Martha boleh saja terlihat biasa di hadapan Wulan, menghapus daftar menjaga jarak agar perannya sebagai menantu yang baik tetap mampu diberikan. Martha sudah bisa sedikit berdamai dengan Marni, sebab itu dia pikir bisa menghadapi Wulan dengan berani. Nyatanya berjam-jam ditinggalkan berdua dengan sang mertua tidak membuat kondisinya pulih.
Kata-kata Wulan terus menghantui, padahal mertuanya tidak banyak bicara selain bersama Markus, paling jauh hanya meminta dibuatkan minum seperti tadi. Namun, dampaknya tidak baik hingga Martha harus memberi jeda sejenak untuk mempersiapkan diri lagi.
Martha biarkan tubuhnya duduk di lantai, tidak keberatan air matanya terus tumpah meski secepat kilat dia seka, berusaha menormalkan setiap helaan dan embusan napas yang dia lakukan, serta meyakinkan diri bahwa kehadiran Wulan bukanlah apa-apa sekarang.
Selama ini Martha biarkan dua telinganya mendengar omongan buruk orang lain, sekarang giliran satu suara saja yang didengar oleh rungu—hanya suaranya—menumpahkan kata-kata positif, berharap itu berhasil menyembuhkan diri.
“Enggak apa-apa, nggak apa-apa.

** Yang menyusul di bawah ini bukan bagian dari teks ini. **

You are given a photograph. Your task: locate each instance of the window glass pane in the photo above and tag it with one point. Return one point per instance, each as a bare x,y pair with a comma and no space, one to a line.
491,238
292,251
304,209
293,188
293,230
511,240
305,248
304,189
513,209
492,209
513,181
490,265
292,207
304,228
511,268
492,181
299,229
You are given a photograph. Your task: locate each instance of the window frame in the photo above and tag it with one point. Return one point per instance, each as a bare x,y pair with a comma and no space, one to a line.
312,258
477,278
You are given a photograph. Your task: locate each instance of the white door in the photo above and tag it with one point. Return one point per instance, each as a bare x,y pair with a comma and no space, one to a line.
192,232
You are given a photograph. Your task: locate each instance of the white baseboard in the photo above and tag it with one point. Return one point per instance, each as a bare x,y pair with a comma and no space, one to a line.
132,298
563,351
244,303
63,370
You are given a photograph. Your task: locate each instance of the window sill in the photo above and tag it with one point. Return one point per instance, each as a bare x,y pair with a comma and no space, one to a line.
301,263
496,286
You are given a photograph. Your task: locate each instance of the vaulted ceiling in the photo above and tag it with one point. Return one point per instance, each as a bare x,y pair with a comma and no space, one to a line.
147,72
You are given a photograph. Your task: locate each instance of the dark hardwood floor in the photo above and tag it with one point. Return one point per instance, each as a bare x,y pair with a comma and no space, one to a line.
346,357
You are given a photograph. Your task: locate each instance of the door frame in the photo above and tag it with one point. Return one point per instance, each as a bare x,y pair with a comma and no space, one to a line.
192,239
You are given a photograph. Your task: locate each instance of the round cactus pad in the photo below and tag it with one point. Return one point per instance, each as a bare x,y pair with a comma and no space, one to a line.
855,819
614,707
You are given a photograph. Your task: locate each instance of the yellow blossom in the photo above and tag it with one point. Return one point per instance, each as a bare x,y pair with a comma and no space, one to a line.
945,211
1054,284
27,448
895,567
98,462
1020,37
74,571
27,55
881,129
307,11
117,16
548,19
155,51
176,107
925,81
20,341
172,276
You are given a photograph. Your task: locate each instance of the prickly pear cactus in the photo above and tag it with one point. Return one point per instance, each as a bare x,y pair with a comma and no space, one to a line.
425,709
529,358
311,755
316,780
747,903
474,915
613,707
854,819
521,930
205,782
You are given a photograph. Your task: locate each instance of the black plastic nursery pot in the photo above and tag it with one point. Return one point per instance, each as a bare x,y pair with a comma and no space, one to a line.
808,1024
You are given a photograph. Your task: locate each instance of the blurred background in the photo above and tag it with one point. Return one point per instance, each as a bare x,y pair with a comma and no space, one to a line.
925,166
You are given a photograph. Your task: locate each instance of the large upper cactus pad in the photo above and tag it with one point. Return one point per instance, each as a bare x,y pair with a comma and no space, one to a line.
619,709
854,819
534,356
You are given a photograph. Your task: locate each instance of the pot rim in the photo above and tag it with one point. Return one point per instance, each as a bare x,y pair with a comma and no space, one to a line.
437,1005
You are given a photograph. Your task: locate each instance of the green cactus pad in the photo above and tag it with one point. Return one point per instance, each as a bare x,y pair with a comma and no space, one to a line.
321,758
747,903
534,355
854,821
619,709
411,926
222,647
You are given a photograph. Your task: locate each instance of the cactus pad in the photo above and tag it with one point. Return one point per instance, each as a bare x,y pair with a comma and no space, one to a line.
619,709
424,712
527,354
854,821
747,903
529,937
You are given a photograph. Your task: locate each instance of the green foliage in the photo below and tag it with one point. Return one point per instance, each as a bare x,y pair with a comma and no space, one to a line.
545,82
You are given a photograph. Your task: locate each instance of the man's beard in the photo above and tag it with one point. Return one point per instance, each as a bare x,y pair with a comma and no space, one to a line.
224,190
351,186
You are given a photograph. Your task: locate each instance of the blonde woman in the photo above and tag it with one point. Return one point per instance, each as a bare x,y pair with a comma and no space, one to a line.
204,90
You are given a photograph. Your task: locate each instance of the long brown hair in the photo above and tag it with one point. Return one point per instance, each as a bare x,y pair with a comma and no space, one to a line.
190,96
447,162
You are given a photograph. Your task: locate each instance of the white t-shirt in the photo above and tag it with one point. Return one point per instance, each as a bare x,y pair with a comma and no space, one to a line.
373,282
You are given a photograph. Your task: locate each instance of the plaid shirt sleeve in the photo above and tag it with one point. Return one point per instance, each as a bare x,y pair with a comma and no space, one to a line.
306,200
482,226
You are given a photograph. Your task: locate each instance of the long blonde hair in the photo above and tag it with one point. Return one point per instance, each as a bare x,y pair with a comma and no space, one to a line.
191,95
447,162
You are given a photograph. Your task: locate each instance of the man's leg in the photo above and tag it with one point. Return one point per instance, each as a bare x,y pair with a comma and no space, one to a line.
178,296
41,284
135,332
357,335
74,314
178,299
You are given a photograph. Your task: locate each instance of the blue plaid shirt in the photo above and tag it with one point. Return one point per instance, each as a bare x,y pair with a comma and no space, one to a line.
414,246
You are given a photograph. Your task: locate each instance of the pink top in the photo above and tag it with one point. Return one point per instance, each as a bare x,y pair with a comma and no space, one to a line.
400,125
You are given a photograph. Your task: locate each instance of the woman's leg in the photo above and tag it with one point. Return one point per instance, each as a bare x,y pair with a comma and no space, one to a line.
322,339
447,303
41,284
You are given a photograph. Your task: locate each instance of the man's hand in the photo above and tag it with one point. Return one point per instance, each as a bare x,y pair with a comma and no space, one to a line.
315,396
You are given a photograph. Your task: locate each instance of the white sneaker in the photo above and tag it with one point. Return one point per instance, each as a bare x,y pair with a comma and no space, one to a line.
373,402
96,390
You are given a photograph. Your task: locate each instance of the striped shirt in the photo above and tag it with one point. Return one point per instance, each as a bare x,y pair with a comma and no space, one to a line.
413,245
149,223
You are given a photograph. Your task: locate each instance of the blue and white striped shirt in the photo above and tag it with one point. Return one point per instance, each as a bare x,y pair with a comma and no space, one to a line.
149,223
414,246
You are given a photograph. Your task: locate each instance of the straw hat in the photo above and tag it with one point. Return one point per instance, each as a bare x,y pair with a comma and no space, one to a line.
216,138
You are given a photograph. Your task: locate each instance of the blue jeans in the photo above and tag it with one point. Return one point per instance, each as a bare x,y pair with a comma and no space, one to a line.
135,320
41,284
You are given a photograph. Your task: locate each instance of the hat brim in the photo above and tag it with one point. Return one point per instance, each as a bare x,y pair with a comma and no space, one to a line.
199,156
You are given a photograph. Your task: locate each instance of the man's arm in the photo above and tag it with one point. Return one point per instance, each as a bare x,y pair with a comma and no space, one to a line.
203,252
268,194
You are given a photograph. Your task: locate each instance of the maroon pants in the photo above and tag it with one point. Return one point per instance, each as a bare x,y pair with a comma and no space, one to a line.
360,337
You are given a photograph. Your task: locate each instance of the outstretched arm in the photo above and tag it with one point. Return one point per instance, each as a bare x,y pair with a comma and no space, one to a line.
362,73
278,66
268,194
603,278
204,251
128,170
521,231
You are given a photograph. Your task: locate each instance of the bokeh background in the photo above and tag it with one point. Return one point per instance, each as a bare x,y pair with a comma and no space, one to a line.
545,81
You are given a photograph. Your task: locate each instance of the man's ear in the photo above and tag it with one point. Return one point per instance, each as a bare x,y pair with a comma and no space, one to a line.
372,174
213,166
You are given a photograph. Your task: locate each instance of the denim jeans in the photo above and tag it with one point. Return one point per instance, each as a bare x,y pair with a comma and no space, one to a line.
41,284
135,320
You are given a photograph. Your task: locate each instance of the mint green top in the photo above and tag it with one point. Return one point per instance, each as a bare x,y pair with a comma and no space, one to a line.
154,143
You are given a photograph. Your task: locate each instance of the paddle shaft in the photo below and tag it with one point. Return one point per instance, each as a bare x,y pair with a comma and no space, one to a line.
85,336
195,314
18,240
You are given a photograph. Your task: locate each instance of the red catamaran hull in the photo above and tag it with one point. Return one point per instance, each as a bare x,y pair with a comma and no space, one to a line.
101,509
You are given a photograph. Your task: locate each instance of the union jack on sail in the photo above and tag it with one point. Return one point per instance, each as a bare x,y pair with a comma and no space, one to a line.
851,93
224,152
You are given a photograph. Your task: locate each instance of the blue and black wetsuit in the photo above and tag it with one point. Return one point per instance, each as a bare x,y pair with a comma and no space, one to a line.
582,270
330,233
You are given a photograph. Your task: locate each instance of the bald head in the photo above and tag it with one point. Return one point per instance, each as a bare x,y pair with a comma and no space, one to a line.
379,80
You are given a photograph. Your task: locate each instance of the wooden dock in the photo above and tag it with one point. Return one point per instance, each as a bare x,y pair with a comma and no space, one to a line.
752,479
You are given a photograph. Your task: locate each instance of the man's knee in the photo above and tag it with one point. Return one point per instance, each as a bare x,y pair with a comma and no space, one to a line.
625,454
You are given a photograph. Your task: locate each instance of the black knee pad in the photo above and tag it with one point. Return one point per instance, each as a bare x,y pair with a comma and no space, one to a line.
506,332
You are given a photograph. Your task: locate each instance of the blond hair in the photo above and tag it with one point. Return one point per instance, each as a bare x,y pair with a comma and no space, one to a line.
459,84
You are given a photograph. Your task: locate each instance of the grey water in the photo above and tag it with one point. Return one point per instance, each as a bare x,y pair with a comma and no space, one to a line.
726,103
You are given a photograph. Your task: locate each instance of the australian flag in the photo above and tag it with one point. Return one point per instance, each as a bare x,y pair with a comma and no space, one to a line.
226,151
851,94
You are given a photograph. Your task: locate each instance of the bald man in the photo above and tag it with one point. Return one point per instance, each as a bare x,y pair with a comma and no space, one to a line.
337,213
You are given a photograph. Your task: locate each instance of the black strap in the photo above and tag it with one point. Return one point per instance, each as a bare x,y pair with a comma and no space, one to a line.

Aku pasti bisa. Jangan mau kalah, Martha. Sekali aja.”
Ya, sekali saja, Martha tidak mau kalah untuk hari ini dari Wulan. Martha tidak hanya menyiapkan diri untuk berhadapan dengan Wulan, tetapi juga untuk bicara empat mata seperti yang sempat dilakukan wanita itu bersama ibunya. Martha ingin tahu kenapa Wulan selalu senang mengomentari fisiknya, sebab dia cukup yakin selain karena perubahan yang terlalu nyata, pasti ada alasan lain sampai fisik selalu jadi nomor satu untuk disinggung.
Saat Martha masih gadis, Wulan begitu manis dan selalu membanggakan sang calon menantu—saat itu—yang dikenal sebagai selebgram. Awal-awal menikah pun tidak ada perubahan ke arah negatif, Wulan tetap mendukung dan dari situ Martha merasa beruntung memiliki mertua yang suportif.
Lantas kini, Wulan yang tiba-tiba berubah menimbulkan tanda tanya besar di benak. Apa mungkin Martha punya salah? Atau sebenarnya sifat manis Wulan hanya dusta belaka? Bisa saja sebenarnya Wulan tidak pernah merestui Martha untuk bersama Martin, jadi menggunakan kelemahan menantunya untuk menjatuhkan tanpa henti.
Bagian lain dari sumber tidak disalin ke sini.